She wasn’t judgmental, she had a strong sense of justice, quick to leap to help, either lending a listening ear or praying for the best outcomes. She was willing to share knowledge in her area of specialty. She also set boundaries, saying right from the start to not cling on to her.
Being smart, popular, kind and caring it would be almost inevitable for most people to hang on to her. It was clear she needed space, and so I gave it to her.
When we were introduced in 2016, she was studying for her Bachelor’s; and after accomplishing that, she embarked on her Master’s. In the midst of all the academia, she moved house, and that house had issues for some time. Then, she learned her mother had cancer and she made sure she took care of her until she passed away. And then, she moved again.
In the last couple of weeks of my friend’s life, she was awaiting the results of two papers she had submitted, she was interning at a company that was keen to hire her… and then she had an aneurysm and a stroke and passed away.
Family and friends were shocked.
How to grieve, when she was half a world away? How does one have closure? And then a mutual friend said she baked a cake and ate it as a form of celebration of Kristan’s life. That was new to me, but it was biblical.

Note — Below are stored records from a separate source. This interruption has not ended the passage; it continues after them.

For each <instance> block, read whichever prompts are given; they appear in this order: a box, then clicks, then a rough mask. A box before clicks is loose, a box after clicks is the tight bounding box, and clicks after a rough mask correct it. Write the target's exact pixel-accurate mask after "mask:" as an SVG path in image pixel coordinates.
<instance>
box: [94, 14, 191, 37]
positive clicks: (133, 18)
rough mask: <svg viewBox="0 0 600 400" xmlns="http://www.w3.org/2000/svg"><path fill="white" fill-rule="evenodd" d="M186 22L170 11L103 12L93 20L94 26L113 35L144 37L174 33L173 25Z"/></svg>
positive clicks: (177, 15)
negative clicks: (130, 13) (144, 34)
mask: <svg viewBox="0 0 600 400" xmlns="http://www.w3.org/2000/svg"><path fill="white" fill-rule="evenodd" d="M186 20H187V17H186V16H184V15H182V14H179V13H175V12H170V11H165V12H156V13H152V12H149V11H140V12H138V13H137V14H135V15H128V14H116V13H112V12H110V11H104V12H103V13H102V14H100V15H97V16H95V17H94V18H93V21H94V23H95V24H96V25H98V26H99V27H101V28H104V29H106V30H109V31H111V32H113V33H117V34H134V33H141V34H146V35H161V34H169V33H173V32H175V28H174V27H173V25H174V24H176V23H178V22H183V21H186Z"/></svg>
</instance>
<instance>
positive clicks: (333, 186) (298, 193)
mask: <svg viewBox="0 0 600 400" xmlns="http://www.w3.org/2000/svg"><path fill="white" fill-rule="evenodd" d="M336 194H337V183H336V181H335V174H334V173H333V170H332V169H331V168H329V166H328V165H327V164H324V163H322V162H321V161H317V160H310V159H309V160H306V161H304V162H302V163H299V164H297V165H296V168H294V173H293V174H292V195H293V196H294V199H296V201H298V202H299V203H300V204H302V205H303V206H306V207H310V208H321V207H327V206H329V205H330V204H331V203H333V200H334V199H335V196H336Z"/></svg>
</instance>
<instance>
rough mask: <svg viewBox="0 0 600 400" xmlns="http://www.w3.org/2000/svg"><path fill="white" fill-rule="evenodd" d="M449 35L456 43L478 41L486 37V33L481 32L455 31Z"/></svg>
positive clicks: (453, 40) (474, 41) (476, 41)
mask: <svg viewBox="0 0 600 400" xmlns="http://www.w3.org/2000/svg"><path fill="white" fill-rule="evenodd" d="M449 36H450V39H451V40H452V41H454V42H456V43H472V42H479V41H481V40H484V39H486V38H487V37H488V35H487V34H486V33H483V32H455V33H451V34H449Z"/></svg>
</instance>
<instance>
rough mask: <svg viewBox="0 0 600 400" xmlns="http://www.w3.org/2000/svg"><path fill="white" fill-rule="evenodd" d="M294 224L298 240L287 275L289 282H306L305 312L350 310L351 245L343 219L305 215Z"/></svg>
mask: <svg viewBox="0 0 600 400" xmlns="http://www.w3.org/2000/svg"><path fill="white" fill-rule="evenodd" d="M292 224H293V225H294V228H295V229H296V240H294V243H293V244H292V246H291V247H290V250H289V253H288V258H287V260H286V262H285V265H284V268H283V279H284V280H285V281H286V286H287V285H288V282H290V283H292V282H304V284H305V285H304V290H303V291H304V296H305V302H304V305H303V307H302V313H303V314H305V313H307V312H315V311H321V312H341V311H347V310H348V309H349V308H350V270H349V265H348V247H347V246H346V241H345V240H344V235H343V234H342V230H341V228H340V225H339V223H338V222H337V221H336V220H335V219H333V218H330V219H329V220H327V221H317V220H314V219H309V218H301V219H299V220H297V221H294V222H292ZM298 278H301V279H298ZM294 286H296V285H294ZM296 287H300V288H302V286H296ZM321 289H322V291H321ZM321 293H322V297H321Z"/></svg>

Deuteronomy 14 speaks of preparing and eating a special meal as a worship and thanksgiving before the Lord. So I did that, thanking God for the gift of Kristan, being grateful for the time we had together and the friendship that was formed in the midst of prayer battles. And while honoring the Lord for enabling me to know her for a season, eating a small meal while the sun was setting, I saw some of the clouds turn pink. And they were in the shape of a hand, as if waving goodbye.
Goodbye, my friend. Till we meet again at the meal that surpasses all other meals.